Figure 5: The polar zonohedra at left and right are generated by segments equally spaced around a cone. They have been placed with perpendicular axes. In the middle we see two intermediate stages of the morph between them.

and indeed the eight possible such networks describe the only candidate singularities for three-dimensional bubble clusters. These ideas generalize to arbitrary higher dimensions [5] where the classification of such soap-film singularities is not yet complete.
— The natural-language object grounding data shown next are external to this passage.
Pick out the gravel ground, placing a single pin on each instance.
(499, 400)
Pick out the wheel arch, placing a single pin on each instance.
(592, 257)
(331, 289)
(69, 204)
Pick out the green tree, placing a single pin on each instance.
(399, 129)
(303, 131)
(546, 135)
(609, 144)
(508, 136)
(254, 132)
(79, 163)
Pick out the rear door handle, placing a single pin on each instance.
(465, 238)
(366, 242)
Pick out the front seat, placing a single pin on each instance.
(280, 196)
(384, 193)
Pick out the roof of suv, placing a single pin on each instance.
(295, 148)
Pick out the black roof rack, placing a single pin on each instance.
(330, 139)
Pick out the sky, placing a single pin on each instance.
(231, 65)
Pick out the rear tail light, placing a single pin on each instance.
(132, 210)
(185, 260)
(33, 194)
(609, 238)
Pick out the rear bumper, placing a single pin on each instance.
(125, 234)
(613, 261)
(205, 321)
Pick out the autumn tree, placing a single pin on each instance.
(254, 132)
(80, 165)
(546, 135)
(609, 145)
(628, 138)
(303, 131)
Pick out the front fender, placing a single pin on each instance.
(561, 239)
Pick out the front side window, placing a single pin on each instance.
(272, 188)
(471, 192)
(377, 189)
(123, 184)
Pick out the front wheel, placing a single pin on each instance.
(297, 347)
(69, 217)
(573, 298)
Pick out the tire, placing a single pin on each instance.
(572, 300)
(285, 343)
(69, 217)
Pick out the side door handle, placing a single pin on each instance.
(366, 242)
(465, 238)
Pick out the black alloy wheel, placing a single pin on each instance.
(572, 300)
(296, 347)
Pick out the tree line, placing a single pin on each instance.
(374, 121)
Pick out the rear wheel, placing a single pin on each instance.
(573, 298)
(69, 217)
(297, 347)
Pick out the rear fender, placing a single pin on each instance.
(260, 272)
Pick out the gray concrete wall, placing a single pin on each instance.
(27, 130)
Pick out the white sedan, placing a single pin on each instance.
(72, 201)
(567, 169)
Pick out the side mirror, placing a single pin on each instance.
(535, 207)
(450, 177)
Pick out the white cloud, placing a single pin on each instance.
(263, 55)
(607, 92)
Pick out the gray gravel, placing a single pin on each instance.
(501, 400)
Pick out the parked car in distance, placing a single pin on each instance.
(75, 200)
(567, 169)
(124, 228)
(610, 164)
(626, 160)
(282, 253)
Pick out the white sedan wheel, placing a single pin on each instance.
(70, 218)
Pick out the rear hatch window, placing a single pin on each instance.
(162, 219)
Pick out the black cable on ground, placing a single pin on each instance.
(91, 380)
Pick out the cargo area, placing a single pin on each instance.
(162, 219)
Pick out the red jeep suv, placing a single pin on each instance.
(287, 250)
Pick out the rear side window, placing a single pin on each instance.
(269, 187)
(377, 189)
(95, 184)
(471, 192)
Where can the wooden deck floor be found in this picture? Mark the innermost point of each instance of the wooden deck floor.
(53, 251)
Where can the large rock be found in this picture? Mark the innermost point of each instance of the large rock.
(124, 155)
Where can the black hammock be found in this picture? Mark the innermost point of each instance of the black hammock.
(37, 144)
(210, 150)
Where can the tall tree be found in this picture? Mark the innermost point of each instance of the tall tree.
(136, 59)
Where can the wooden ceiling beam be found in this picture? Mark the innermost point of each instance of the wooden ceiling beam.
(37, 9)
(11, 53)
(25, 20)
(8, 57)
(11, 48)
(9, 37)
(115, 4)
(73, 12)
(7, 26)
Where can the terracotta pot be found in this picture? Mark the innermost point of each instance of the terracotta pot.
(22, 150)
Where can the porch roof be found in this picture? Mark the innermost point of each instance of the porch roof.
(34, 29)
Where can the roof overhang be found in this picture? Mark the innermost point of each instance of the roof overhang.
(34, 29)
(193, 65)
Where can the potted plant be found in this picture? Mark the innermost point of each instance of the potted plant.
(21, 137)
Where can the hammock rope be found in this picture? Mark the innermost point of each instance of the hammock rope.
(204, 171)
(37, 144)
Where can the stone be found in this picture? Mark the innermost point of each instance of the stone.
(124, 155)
From a more abstract point of view, our spherical dual $\tilde{P}$ with arcs labeled by edge lengths is simply the generalized mean curvature measure of the polyhedron $P$ in the sense of Minkowski mixed volumes. (See for instance [4].) The overlay construction is then simply explained by the known fact that such measures are additive under Minkowski sum. It seems to be an open problem in general, however, to decide which measures on the sphere can arise as the generalized mean curvature of some convex body.

Acknowledgements

I wish to thank George Hart for helpful comments on a draft of this paper.

References

[1] David Austin and Will Dickinson. Spherical Easel. Software, 2002-2004. http://merganser.math.gvsu.edu/easel/ [2] David Eppstein. Zonohedra and Zonotopes. Mathematica in Education and Research 5:4, pp. 15-21, 1996. http://www.ics.uci.edu/~eppstein/junkyard/ukraine/ukraine. [3] Efi Fogel and Dan Halperin. Exact and Efficient Construction of Minkowski Sums of Convex Polyhedra with Applications. Proc. ALENEX 2006, to appear. http://www.math.tau.ac.il/~halperin/papers/exact_mink_3d.pdf [4] Jane R. Sangwine-Yager. Mixed Volumes. In Handbook of Convex Geometry, Gruber and Wills, eds., pp. 43-71, 1993. [5] John M. Sullivan. Convex Deltatopes in all Dimensions, and Polyhedral Soap Films. Preprint, 1995. http://torus.math.uiuc.edu/jms/Papers/ [6] Russell Towle. Graphics Gallery: Polar Zonohedra. The Mathematica J. 6:2, pp. 8-12, 1996. [7] Günter M. Ziegler. Lectures on Polytopes. Springer GTM 152, 1997. [8] Douglas Zongker and George W. Hart. Blending Polyhedra with Overlays. Bridges 2001 Proceedings, Southwestern Coll., Kansas, pp. 167-174.